Second, his reckless referendum to anoint himself president has dealt a deadly blow to his personal credibility and revealed his true political mindset. He is no different from Generals Zia ul Haq and Ayub Khan in wanting to conjure necessary ‘results’. And it has indicated his innate contempt for representative institutions like parliament and consensus documents like the constitution. In fact, if General Zia’s referendum was a farce, Musharraf’s will be read as a tragedy. What little might have been acceptable from him before the referendum is not acceptable after it.  

Third, his attempt to institutionalize the role of the army in politics in an age of democracy seeks to reverse the natural order of things. It will come a cropper, like General Zia’s did, when the international community on which it is propped is finally done with him. That is also why 58-2B might have been acceptable in the hands of an elected civilian president as in the past but will constantly be challenged as long as it remains in the hands of a soldier. 

Fourth, his attempt to rig, divide and rule flies in the face of society’s urge for truth and reconciliation. General Zia kept just one party — the PPP — out of the loop and failed to provide stability.
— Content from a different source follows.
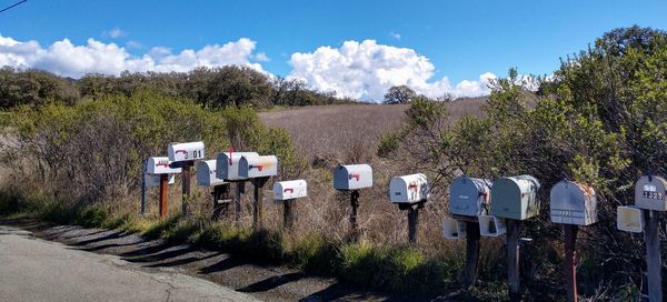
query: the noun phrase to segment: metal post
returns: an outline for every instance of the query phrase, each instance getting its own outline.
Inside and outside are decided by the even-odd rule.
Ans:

How can General Musharraf hope to keep the PPP, the PML(N) and the MMA out of the reckoning and still stake a claim to longevity? He should have co-opted the true representatives of the people — whoever and whatever they were — in a political and statesmanlike manner rather than manufacture consent and exclude them from full political participation. In fact, as things stand, the next general elections will probably go down as the most “pre-rigged” polls in Pakistan’s history and rob General Musharraf of the credibility he craves.  

Fifth, and this is the most important reason, General Musharraf’s act of seizing the crown in 1999 is not half as illegitimate and unacceptable as the Bonapartist act of putting it on his head last week without seeking the approval of the next parliament. Neither of his coup-making predecessors was so arrogant or self-righteous. “Go to the supreme court”, he says contemptuously, “it has allowed me to crown myself”, knowing fully well that the supreme court does not have the power to “give” the power of constitutional amendment to anyone. And what if the court were to deny him this power? What if the next parliament were to try and take it away from him? “Why then,” he warns, “I shall have to sack it.”  

All these factors manifest an anti-institutional frame of mind that mocks the very concept of checks and balances that he wishes to institutionalize. It highlights the contradictions of the man and his politics so eloquently captured by the remark that “the army must be allowed in so that it is kept out”.  

General Pervez Musharraf has come a long way from the apolitical soldier who was pushed into the cesspool in 1999 to the soiled politician who has emerged from it in 2002. Sooner or later, however, the world will recoil from soldiers and armies in pursuit of solutions and focus on soldiers and armies as part of problems. And that is when the cookie will begin to crumble.